Malta has strong access to capital though the Malta Stock exchange, as well as investment from banks. The small island nation has a particularly vibrant emerging medical cannabis sector, which has largely been built from international investment. "If Canadian businesses want to build eminence in new countries, they need to involve themselves in cannabis' continued integration into healthcare," David Danziger, senior vice president, assurance, MNP, said. 

"Companies who are already active in regions with a burgeoning medical market will have a clear advantage – both in terms of brand awareness, infrastructure, and international relationships – if and when those areas transition to recreational legalization," Danziger added.

Colombia, Jamaica, Denmark, Germany, and the UK were tagged as mid-level markets for financing opportunity, while Uruguay, Mexico, Netherlands, Portugal, Italy, Africa, and Asia were on the low-end.

Taxation and fees

Another central factor is the level of taxation and fees, which determine overall profitability, but also cannabis sector viability – set taxes and fees too high, and consumers will flock to the black market instead of buying overpriced legal pot. Uruguay (corporate tax rate 25%), Portugal (21%), and Jamaica (25%) were deemed as having the most favourable tax and fee burdens. Asia also entered the top tier, with China holding a corporate tax rate of 25%, and Thailand carrying a favourable 20% rate.

The UK, Netherlands, Australia, and Mexico were in the middle range, while Colombia, Israel, Switzerland, Malta, Italy, Denmark, Germany, and Africa were in the high-taxation range. All of the countries in the mid and high tier for taxation were hampered by either higher corporate tax rates, value added taxes (usually in 20% range), or a combination of both.

Policy maturity

Colombia, Jamaica, Australia, Malta, and Germany have the most mature and open cannabis policy environments, according to the MNP report. Jamaica is setting itself up as a premier legal cannabis producer, with progressive cannabis laws and dispensaries that allow tourists to purchase medical cannabis.

Colombia is creating a strong export market, with 80 companies producing cannabis products, many with international investment. The sale of dried cannabis for medicinal purposes, is, however, still barred.

Australia has a strong amount of domestic production underway with investment from Canadian firms, and recently permitted cannabis exports. There is also the belief that the government will start reimbursing medical marijuana in the years to come.

Though it has a miniscule population, Malta’s cannabis industry has attracted heavy international investment. The country’s high cost-per-gram paid by patients, as well as its liberal medical cannabis importation policies, make the country an attractive target.

Finally, Germany has perhaps the most advanced medical cannabis market, with its own government agency and costs coverage by the national health plan. The number of insured patients and medical cannabis imports are both on the rise, and some executives believe recreational legalization is on the horizon.

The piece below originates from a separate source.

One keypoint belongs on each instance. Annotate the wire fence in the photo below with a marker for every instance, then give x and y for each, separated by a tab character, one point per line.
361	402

Uruguay, Israel, Italy, the UK, and Mexico were deemed to have mid-level policy favourability, while the Netherlands, Switzerland, Portugal, Denmark, Africa, and Asia had low-end policies. The Netherlands, despite its image as a pot haven of sorts – especially in Amsterdam – is actually just lax on enforcement, as the drug is still federally illegal. Many of the countries on the list have decriminalized personal possession and consumption of marijuana, but its sale and production remains illegal (outside of medical parameters). 

Overall, Jamaica and Australia emerged as perhaps the most attractive cannabis markets, with Australia in the high tier for financing and policy, and mid tier for taxation. Jamaica, meanwhile, has high-tier policy, mid-level financing, and a low-tax environment.

Looking forward, MNP advises Canadian firms to double down on their competitive advantages, while building a strong brand at home as opportunities open up abroad. "It's important for local cannabis companies to consider their areas of expertise and invest heavily in owning that position in the market," Fraser said. "The most valuable international opportunities will go to those companies who have developed a sustainable (and transferable) competitive advantage in conjunction with a recognizable brand in their home market."